Iraqi Resistance Redux

In various previous posts (notably here and here) I've tried to demolish the misapprehension that the groups who have taken up arms against US/UK forces are a coherent, homogenous block. I have argued that it is instead made up of various movements with little or no co-ordination between many of them. Amongst this array of forces one finds secular nationalists, Ba'athists, moderate Islamic nationalists and messianic Islamic extremists (epitomised by the figure of Abu Musab al-Zarqawi). While these groups have not always seen eye-to-eye, until now they seem largely to have ignored each other. Patrick Cockburn suggests, however, that nationalists are becoming increasingly antipathetic towards the excesses of the Islamic extremists:
Gunmen ordered 16 off-duty Iraqi soldiers out of a truck in Latafiya, south of Baghdad, at the weekend and killed them, but signs are growing that the slaughter of all Iraqis in the army or police, or civilians working for the government, is leading to divisions in the resistance.

The split is between Islamic fanatics, willing to killing anybody remotely connected with the government, and Iraqi nationalists who want to concentrate on attacking the 130,000 US troops in Iraq.

Posters threatening extreme resistance fighters have appeared on walls in Ramadi, a Sunni Muslim city on the Euphrates river west of Baghad.

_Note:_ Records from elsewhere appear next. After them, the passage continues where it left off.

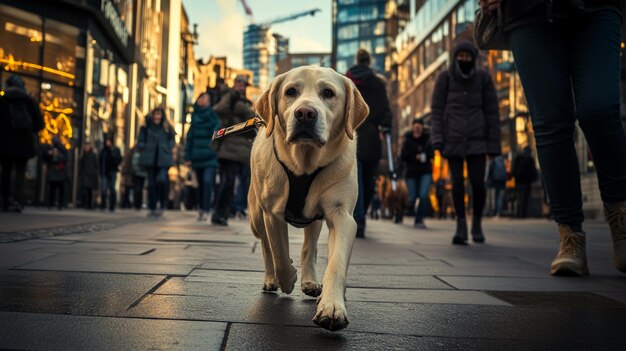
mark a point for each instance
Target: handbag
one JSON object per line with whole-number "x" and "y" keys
{"x": 489, "y": 31}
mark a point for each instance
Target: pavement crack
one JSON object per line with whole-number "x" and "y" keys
{"x": 226, "y": 334}
{"x": 150, "y": 292}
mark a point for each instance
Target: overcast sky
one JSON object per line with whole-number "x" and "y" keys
{"x": 221, "y": 24}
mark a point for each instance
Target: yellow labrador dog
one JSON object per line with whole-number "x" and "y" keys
{"x": 303, "y": 172}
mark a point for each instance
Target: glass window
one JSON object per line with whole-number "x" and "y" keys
{"x": 20, "y": 40}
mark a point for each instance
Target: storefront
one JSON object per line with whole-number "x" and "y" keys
{"x": 74, "y": 60}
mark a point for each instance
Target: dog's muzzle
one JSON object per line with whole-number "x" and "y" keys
{"x": 305, "y": 127}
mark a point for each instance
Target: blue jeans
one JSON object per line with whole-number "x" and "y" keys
{"x": 418, "y": 188}
{"x": 570, "y": 71}
{"x": 158, "y": 187}
{"x": 108, "y": 185}
{"x": 206, "y": 179}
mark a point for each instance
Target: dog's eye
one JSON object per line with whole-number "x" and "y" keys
{"x": 328, "y": 94}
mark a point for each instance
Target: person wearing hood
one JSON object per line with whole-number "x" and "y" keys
{"x": 20, "y": 120}
{"x": 417, "y": 154}
{"x": 369, "y": 142}
{"x": 155, "y": 144}
{"x": 198, "y": 151}
{"x": 55, "y": 156}
{"x": 568, "y": 55}
{"x": 465, "y": 126}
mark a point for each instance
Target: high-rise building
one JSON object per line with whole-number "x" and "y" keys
{"x": 367, "y": 24}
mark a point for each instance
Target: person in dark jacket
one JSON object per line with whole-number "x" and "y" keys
{"x": 525, "y": 173}
{"x": 199, "y": 153}
{"x": 88, "y": 167}
{"x": 110, "y": 160}
{"x": 466, "y": 127}
{"x": 155, "y": 144}
{"x": 55, "y": 157}
{"x": 369, "y": 141}
{"x": 568, "y": 56}
{"x": 417, "y": 155}
{"x": 20, "y": 120}
{"x": 233, "y": 153}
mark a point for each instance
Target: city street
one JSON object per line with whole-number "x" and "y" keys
{"x": 117, "y": 281}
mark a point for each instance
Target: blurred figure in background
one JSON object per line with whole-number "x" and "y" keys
{"x": 369, "y": 142}
{"x": 525, "y": 173}
{"x": 417, "y": 154}
{"x": 199, "y": 153}
{"x": 465, "y": 127}
{"x": 110, "y": 160}
{"x": 20, "y": 120}
{"x": 155, "y": 144}
{"x": 233, "y": 152}
{"x": 88, "y": 174}
{"x": 55, "y": 157}
{"x": 496, "y": 178}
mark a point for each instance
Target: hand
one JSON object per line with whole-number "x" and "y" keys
{"x": 488, "y": 6}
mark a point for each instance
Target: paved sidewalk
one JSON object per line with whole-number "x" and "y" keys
{"x": 179, "y": 284}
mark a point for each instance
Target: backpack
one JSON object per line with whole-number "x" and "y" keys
{"x": 19, "y": 116}
{"x": 498, "y": 172}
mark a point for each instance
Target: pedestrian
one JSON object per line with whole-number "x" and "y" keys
{"x": 139, "y": 175}
{"x": 199, "y": 152}
{"x": 568, "y": 57}
{"x": 233, "y": 153}
{"x": 496, "y": 178}
{"x": 369, "y": 142}
{"x": 55, "y": 156}
{"x": 88, "y": 173}
{"x": 20, "y": 120}
{"x": 110, "y": 160}
{"x": 417, "y": 155}
{"x": 465, "y": 127}
{"x": 155, "y": 144}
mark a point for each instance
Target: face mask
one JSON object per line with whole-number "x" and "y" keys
{"x": 466, "y": 67}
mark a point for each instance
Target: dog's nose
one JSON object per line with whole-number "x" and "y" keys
{"x": 305, "y": 114}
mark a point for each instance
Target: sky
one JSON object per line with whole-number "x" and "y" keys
{"x": 221, "y": 24}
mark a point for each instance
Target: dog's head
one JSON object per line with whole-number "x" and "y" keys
{"x": 312, "y": 105}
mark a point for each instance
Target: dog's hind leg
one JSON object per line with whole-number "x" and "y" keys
{"x": 309, "y": 283}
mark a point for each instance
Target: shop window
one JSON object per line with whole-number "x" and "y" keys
{"x": 21, "y": 38}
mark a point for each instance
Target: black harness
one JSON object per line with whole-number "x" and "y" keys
{"x": 298, "y": 191}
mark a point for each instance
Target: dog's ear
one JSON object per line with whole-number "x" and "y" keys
{"x": 267, "y": 105}
{"x": 356, "y": 109}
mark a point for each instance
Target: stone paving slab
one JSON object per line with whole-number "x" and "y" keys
{"x": 72, "y": 293}
{"x": 59, "y": 332}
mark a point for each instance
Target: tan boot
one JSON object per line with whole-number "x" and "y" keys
{"x": 572, "y": 257}
{"x": 616, "y": 216}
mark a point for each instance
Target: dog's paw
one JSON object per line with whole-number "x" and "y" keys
{"x": 270, "y": 284}
{"x": 287, "y": 280}
{"x": 311, "y": 288}
{"x": 331, "y": 316}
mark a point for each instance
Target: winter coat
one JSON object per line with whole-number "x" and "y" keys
{"x": 524, "y": 170}
{"x": 88, "y": 173}
{"x": 464, "y": 118}
{"x": 198, "y": 148}
{"x": 20, "y": 120}
{"x": 110, "y": 160}
{"x": 56, "y": 165}
{"x": 155, "y": 144}
{"x": 411, "y": 147}
{"x": 232, "y": 109}
{"x": 518, "y": 13}
{"x": 372, "y": 88}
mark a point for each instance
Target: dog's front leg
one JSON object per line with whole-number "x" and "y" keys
{"x": 331, "y": 310}
{"x": 277, "y": 233}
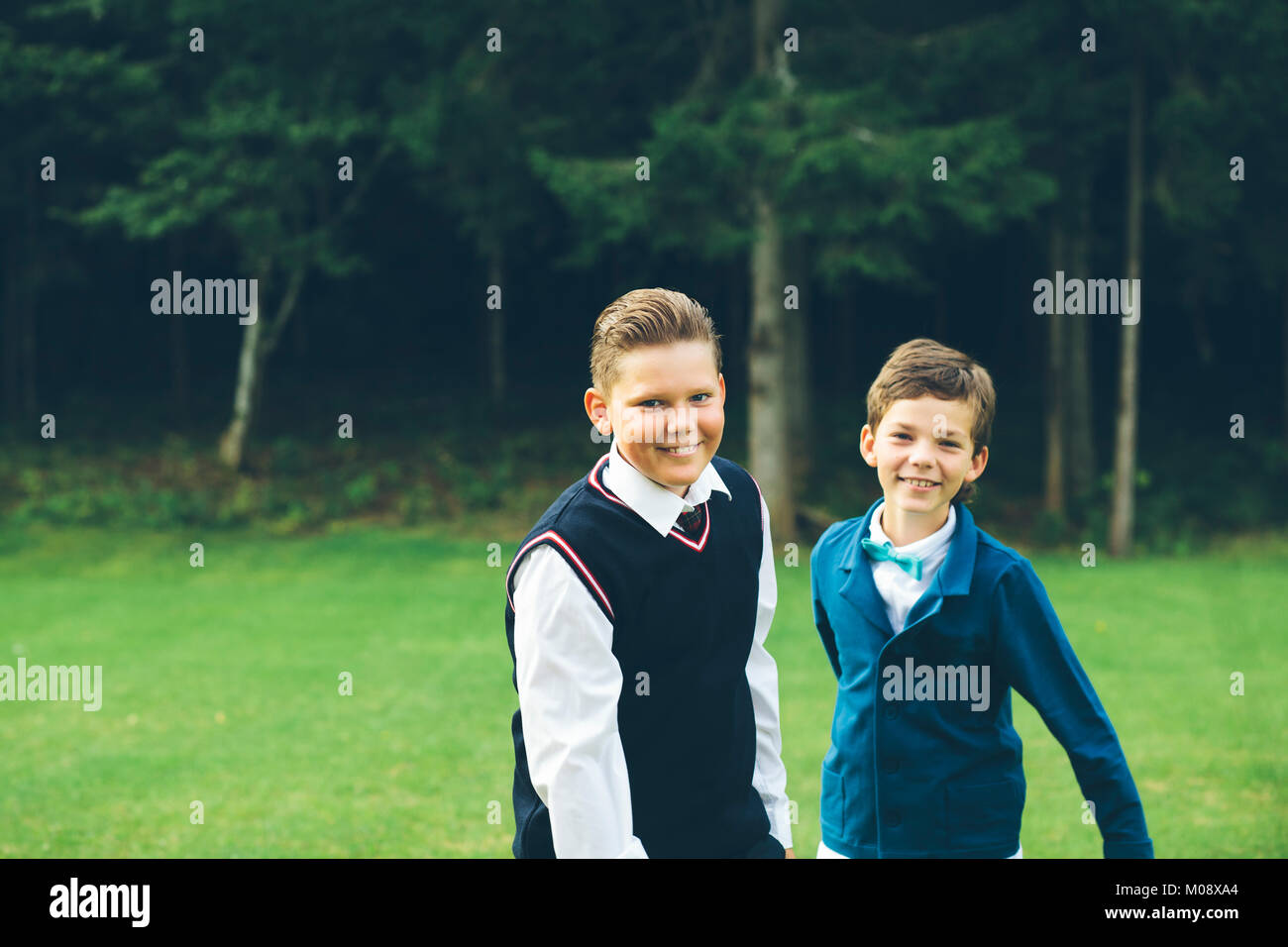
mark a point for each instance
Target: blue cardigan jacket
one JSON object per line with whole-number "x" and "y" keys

Insurgents in the city say that resistance to the Americans is being discredited by the kidnapping and killing of civilians. "They have tarnished our image and used the jihad to make personal gains," Ahmed Hussein, an imam from a mosque in Ramadi, was quoted as saying.


The key to the effectiveness of the resistance is that it has swum in a sea of popular support or acquiescence. However, often after an attack on Iraqi police or army recruits, furious by-standers have said to me: "Why are they attacking our own people and not killing Americans?"

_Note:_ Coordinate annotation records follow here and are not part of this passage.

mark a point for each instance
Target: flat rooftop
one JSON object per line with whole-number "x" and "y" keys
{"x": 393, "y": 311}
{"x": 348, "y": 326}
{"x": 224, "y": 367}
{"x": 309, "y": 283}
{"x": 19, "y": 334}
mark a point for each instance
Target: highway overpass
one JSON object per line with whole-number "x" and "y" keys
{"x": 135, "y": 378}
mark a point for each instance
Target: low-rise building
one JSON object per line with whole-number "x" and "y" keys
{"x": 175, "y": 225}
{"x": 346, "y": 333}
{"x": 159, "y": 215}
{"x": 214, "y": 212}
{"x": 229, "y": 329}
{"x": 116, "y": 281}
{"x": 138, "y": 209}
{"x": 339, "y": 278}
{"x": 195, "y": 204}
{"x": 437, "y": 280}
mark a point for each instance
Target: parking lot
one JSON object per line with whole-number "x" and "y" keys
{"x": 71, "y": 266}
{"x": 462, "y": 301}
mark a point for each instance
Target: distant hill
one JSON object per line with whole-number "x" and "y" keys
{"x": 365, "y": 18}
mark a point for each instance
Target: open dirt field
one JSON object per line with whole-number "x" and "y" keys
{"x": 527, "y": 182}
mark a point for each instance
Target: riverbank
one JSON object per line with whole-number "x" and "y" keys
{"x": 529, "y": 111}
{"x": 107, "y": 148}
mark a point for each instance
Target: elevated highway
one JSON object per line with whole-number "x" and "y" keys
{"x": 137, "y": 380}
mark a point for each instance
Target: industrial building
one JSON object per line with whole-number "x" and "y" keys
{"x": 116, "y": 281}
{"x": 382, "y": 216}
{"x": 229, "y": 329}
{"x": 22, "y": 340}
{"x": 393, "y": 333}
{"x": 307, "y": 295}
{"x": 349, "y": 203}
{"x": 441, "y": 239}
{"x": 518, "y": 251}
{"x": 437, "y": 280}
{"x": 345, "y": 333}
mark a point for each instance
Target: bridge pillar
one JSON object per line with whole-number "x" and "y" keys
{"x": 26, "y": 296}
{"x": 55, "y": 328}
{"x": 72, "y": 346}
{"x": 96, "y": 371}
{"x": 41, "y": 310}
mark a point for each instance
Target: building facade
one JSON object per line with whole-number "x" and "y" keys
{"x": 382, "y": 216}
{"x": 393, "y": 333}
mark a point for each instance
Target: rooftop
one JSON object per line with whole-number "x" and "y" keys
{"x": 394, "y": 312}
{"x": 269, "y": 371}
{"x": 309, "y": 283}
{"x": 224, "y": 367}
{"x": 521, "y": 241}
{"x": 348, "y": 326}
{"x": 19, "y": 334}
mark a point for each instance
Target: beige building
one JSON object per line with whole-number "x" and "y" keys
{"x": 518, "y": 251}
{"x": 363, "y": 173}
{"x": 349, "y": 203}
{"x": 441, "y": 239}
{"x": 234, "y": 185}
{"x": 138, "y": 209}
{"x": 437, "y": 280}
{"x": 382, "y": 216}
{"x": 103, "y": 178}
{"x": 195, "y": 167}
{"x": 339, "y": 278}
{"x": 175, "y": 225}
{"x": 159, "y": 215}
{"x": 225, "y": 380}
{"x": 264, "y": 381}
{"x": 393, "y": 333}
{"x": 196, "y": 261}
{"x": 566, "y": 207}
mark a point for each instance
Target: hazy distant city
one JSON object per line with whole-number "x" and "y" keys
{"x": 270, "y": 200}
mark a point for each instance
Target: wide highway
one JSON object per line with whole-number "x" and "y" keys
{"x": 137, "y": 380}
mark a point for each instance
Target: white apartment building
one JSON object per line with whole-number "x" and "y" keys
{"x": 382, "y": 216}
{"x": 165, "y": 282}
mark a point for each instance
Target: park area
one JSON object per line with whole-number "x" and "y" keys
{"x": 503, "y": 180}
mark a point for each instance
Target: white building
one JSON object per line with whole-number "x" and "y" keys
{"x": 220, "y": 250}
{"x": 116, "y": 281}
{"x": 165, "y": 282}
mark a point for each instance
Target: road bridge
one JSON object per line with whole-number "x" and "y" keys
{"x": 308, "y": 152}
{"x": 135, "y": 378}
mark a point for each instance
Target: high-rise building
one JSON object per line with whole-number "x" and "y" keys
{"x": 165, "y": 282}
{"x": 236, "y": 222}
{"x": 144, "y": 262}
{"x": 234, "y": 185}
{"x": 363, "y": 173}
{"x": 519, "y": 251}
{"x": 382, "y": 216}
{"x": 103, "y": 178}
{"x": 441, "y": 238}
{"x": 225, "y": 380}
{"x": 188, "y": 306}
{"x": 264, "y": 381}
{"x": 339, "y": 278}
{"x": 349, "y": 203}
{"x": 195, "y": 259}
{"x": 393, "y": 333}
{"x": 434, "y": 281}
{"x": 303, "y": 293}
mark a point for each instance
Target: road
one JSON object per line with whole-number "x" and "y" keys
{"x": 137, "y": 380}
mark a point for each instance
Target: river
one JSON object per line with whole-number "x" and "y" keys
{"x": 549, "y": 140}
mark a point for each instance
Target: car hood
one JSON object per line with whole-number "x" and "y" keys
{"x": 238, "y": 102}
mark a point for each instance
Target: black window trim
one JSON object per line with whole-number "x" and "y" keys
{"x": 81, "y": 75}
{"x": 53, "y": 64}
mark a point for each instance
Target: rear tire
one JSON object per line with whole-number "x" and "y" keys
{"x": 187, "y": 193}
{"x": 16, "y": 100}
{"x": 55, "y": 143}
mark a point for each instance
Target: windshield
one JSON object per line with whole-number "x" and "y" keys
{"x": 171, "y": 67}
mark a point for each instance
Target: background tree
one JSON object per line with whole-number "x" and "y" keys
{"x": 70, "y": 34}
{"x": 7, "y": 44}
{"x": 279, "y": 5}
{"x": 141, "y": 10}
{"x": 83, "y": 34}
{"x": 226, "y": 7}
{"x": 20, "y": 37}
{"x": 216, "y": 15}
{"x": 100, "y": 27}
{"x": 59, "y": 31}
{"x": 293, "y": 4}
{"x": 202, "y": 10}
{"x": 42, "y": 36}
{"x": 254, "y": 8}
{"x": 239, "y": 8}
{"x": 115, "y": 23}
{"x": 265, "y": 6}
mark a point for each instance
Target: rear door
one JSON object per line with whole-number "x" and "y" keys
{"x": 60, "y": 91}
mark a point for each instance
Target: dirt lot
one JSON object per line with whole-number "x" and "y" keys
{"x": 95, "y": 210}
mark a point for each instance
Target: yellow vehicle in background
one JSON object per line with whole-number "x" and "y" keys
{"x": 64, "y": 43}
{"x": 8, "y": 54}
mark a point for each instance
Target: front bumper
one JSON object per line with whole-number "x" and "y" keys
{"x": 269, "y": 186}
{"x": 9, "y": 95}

The extreme Islamic groups, typified by that led by Abu Musab al-Zarqawi, see themselves fighting a world full of "infidels", "apostates" and "crusaders" in which an Iraqi Shia or Christian was as worthy of death as a US soldier. When American troops allegedly damaged two mosques in Mosul, insurgents blew up two churches in the city in retaliation.

The Sunni sectarianism of the Salafi limited the nationalist appeal of the resistance and ensured that Shias supported the destruction of Fallujah by the US Marines last November.
Where this will lead remains to be seen.

The demonstration In Firdaus Square on Saturday by supporters of "renegade cleric" Moqtada al-Sadr demanding the withdrawal of foreign forces and that Saddam Hussein be put on trial, may have involved as many as 30,ooo people. Juan Cole notes, "If it were even half that, these would be the largest popular demonstrations in Iraq since 1958!" While this suggests an increasingly confident anti-occupation movement, the protest seems to have been almost exclusively Shia. Sunni groups organised their own protests. While there have been efforts to establish a non-sectarian anti-occupation movement in the form of the Iraqi National Foundation Congress (INFC) this does not seem to have generated much activity on the ground as yet.

As long as resistance to occupation remains divided along ethnic lines its effectiveness will be muted. The risk of civil war while massively overstated by those seeking to justify the occupation, will also be something which cannot be discounted.